5. Plan Revisions by Priority
Use this priority system:
- P0 论文主线问题: main claim unclear, novelty collapsed or diluted across co-equal modules, claim unsupported, wrong experiment setting, missing closest prior work, broken theory assumption.
- P1 证据链问题: weak ablation, missing oracle test, no failure analysis, no boundary or subgroup test, uncontrolled variables, no variance/significance, unexplained "too good" result.
- P2 写作表达问题: abstract vague, intro starts with generic background, related work is a literature list, method reads like module documentation, conclusion repeats the abstract, figure/table problems, notation drift, overclaiming wording.
Revision plans must include:
- issue
- why it matters for acceptance
- exact section/table/figure affected
- concrete edit or experiment
- expected reviewer concern it resolves
6. Make Detailed Edits
When asked to modify text, preserve the paper’s real technical contribution.
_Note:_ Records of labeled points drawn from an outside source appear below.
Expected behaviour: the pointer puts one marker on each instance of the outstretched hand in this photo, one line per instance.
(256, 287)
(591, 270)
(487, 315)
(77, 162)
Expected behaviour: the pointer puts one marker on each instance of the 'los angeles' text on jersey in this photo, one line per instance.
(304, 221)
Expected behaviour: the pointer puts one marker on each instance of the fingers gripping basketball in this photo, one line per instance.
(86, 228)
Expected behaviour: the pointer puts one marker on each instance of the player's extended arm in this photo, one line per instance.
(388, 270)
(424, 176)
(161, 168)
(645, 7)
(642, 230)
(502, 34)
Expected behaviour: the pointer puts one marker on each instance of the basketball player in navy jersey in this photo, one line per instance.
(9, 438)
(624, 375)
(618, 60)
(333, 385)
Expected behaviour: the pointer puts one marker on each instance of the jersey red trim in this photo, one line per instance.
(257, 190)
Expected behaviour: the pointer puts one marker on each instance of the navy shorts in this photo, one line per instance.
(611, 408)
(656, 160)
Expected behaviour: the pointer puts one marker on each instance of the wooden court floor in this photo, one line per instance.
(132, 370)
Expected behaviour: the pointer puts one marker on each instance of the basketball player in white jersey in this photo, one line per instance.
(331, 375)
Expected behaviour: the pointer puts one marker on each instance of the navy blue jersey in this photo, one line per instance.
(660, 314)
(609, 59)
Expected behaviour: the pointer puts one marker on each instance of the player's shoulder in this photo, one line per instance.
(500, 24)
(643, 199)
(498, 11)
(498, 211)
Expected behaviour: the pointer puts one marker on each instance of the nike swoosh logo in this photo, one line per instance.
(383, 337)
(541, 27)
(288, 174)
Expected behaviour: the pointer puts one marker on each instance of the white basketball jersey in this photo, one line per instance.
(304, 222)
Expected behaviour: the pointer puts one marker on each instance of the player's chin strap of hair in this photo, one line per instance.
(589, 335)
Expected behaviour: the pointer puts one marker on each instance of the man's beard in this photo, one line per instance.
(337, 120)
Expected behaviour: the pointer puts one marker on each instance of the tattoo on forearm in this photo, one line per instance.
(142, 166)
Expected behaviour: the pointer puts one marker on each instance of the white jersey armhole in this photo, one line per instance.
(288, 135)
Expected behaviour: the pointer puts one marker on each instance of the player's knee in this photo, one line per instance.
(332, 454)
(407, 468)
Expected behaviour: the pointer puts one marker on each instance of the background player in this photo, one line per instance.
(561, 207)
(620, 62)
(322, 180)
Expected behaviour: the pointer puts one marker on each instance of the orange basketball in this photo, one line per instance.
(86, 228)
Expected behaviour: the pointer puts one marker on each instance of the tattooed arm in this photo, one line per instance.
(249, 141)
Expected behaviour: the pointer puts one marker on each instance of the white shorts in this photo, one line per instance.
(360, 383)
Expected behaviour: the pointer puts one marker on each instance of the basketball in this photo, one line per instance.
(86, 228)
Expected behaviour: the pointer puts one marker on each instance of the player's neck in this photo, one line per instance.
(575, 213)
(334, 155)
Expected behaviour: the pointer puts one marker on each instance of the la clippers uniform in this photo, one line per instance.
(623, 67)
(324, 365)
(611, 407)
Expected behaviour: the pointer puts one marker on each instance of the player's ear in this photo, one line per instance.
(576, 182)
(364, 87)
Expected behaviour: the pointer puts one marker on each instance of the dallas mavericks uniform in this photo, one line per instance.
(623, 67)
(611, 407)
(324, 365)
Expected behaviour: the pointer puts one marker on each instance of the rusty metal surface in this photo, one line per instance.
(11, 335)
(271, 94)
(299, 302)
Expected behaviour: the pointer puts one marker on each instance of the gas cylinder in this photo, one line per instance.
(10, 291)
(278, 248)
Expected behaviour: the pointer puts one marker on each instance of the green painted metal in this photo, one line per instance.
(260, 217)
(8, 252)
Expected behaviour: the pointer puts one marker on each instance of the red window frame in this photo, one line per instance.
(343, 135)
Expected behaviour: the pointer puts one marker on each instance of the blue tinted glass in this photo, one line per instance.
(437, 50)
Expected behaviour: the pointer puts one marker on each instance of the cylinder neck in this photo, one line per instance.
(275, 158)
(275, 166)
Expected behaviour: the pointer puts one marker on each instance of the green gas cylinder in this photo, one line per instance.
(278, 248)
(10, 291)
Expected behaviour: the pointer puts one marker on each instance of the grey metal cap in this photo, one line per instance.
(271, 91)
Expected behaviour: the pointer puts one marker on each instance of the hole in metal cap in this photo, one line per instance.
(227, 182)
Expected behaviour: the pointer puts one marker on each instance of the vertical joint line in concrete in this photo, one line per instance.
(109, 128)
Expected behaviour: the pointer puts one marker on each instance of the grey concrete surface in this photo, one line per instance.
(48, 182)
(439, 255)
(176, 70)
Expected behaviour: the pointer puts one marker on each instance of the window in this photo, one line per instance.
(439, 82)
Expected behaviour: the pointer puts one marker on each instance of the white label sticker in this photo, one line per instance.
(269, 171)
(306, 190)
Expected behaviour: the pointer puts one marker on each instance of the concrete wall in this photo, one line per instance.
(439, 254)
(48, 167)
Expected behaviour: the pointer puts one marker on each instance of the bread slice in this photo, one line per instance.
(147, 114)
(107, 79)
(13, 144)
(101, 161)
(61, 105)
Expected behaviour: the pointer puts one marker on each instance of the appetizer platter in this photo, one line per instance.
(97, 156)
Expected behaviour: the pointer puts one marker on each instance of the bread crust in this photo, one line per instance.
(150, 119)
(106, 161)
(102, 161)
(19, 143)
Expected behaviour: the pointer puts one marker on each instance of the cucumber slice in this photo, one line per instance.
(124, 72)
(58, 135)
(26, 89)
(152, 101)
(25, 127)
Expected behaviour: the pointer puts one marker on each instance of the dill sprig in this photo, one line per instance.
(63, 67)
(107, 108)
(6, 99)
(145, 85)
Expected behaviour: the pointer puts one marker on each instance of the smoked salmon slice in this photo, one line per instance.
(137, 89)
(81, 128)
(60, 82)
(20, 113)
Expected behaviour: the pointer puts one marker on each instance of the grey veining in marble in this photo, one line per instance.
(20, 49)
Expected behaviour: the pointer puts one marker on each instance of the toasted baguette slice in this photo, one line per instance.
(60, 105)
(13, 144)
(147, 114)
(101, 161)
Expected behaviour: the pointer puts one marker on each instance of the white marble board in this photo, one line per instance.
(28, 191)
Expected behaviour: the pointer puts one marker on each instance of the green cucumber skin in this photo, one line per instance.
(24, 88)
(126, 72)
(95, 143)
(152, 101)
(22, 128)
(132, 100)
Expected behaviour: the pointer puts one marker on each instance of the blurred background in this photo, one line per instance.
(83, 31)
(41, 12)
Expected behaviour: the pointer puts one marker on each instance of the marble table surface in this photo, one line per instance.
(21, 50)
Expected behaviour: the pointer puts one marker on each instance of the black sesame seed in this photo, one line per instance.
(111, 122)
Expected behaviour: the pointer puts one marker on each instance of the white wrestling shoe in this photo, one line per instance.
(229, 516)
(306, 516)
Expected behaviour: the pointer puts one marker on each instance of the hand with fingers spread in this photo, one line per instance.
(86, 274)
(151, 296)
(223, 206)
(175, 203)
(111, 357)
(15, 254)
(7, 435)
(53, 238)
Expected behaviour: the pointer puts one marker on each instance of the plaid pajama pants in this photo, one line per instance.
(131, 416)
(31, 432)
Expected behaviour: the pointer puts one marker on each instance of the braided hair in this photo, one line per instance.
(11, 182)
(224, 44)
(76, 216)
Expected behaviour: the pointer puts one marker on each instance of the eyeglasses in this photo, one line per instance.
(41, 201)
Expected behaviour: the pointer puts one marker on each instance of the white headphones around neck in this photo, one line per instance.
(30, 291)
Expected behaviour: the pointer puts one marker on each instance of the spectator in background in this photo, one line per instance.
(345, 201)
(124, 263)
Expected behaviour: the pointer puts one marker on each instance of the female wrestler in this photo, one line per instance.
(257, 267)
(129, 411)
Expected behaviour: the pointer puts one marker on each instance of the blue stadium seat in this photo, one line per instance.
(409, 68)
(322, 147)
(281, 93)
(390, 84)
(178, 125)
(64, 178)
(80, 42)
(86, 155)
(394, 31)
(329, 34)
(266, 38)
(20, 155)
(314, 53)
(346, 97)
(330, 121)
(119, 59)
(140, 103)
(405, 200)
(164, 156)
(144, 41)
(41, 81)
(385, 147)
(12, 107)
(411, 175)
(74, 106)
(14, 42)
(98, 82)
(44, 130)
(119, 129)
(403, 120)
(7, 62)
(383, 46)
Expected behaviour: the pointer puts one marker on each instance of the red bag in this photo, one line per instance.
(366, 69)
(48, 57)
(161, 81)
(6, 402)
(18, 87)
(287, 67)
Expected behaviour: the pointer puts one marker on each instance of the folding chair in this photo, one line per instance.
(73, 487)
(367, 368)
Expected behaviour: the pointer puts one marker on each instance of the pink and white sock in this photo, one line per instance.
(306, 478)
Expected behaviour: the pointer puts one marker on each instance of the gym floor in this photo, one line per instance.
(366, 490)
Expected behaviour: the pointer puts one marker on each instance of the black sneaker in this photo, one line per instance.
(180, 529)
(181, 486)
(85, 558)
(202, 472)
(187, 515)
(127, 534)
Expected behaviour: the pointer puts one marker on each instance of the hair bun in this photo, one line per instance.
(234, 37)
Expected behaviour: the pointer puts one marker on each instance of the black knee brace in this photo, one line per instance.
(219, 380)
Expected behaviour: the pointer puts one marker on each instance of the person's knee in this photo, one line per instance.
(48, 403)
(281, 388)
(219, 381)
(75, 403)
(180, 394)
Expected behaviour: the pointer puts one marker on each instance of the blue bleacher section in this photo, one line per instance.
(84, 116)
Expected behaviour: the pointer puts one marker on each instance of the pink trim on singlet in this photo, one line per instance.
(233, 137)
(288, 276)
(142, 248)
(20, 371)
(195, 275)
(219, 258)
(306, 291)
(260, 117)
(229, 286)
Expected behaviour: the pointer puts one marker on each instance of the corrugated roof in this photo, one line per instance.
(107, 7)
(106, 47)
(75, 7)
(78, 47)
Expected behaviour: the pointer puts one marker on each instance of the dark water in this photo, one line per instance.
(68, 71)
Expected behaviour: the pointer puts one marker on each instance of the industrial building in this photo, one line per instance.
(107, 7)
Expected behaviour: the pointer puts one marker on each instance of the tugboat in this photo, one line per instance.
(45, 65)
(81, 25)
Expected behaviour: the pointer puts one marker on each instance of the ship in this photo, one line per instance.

Do not inflate claims to sound stronger.
For each rewritten section:
- make the main claim explicit
- connect method choices to failure mechanisms
- align experiments with claims
- reduce generic background
- expose boundaries rather than hiding them
- avoid unsupported "general", "robust", "universal", or "model-agnostic" wording unless evidence supports it
For large documents, edit one section at a time and keep a change log.
7. Final Checklist
End review-revision work with a checklist unless the user asks only for a narrow task.
Use statuses:
- Pass: ready
- Risk: acceptable but reviewers may question it
- Blocker: must fix before submission
- Unknown: cannot judge from provided material
Checklist categories:
- problem and motivation
- insight and novelty
- claim scope
- related work honesty
- method-mechanism alignment
- theory soundness and assumption realism (if any)
- experiment evidence chain
- ablation and alternative explanations
- oracle, stress, and boundary tests
- statistical rigor and reproducibility
- figures and tables
- abstract, introduction, related work, conclusion
- title, naming, and positioning
- ethics, compliance, and responsible-research requirements
- reproducibility and limitations
- final reviewer-risk summary
Output Style
Be direct, specific, and diagnostic. Write like a senior researcher doing a serious paper meeting.
Avoid generic praise. If the paper is weak, say where and why. If it is promising, name the exact lever that can make it stronger.
Prefer tables for audits and revision plans. Prefer rewritten paragraphs for writing tasks. Prefer claim-experiment matrices for experiment planning.